After pipelines are run, they are marked as being immutable. This means that the internal Steps of these pipelines can no longer be changed. However, a common pattern in Machine Learning is to re-use logical components across the entire lifecycle. And that is after all, the whole purpose of creating steps in the first place.

In order to re-use logic from another pipeline in ZenML, it is as simple as to execute:

from zenml.core.repo.repo import Repository

# Get a reference in code to the current repo
repo = Repository()
pipeline_a = repo.get_pipeline_by_name('Pipeline A')

# Make a copy with a unique name
pipeline_b = pipeline_a.copy(new_name='Pipeline B')

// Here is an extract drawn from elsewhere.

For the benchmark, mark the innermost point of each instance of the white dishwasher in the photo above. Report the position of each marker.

# Change steps, metadata store, artifact store, backends etc freely.

Ensuring that run pipelines are immutable is crucial to maintain reproducibility in the ZenML design. Using the copy() paradigm allows the freedom of re-using steps with ease, and keeps reproducibility intact.

Creating custom pipelines

ZenML is designed in a way that the starting point to use it is to create custom Steps and use them in the Standard Pipelines defined above. However, there will always be use-cases which do no match these opiniated general Standard pipelines, therefore one can always create custom pipelines with arbitrary Steps.

The mechanism to create a custom Pipeline will be published in more detail soon in this space. As a teaser, it will involve overriding the BasePipeline class. However, the details of this are currently being worked out and will be made available in future releases.

If you need this functionality earlier, then ping us on our Slack or create an issue on GitHub so that we know about it!

Caching

The copy() paradigm also helps in re-usability of code across pipelines. E.g. If now only the TrainerStep is changed in pipeline_b above, then the corresponding pipeline_b pipeline run will skip splitting, preprocessing and re-use all the artifacts already produced by pipeline_a. Read more about caching here.

Repository functionalities

You can get all your pipelines using the Repository class:

from zenml.core.repo.repo import Repository

repo: Repository = Repository.get_instance()

# Get all names of pipelines in repo
pipeline_names = repo.get_pipeline_names()

# Load previously run pipelines
pipelines = repo.get_pipelines()

# Get pipelines by datasource
pipelines = repo.get_pipelines_by_datasource(ds)

# Get pipelines by type
train_pipelines = repo.get_pipelines_by_type(type_filter=['train'])

Relation to Tensorflow Extended (TFX) pipelines

A ZenML pipeline in the current version is a higher-level abstraction of an opinionated TFX pipeline. ZenML Steps are in turn higher-level abstractions of TFX components.

To be clear, currently ZenML is an easier way of defining and running TFX pipelines. However, unlike TFX, ZenML treats pipelines as first-class citizens. We will elaborate more on the difference in this space, but for now if you are coming from writing your own TFX pipelines, our quickstart illustrates the difference well.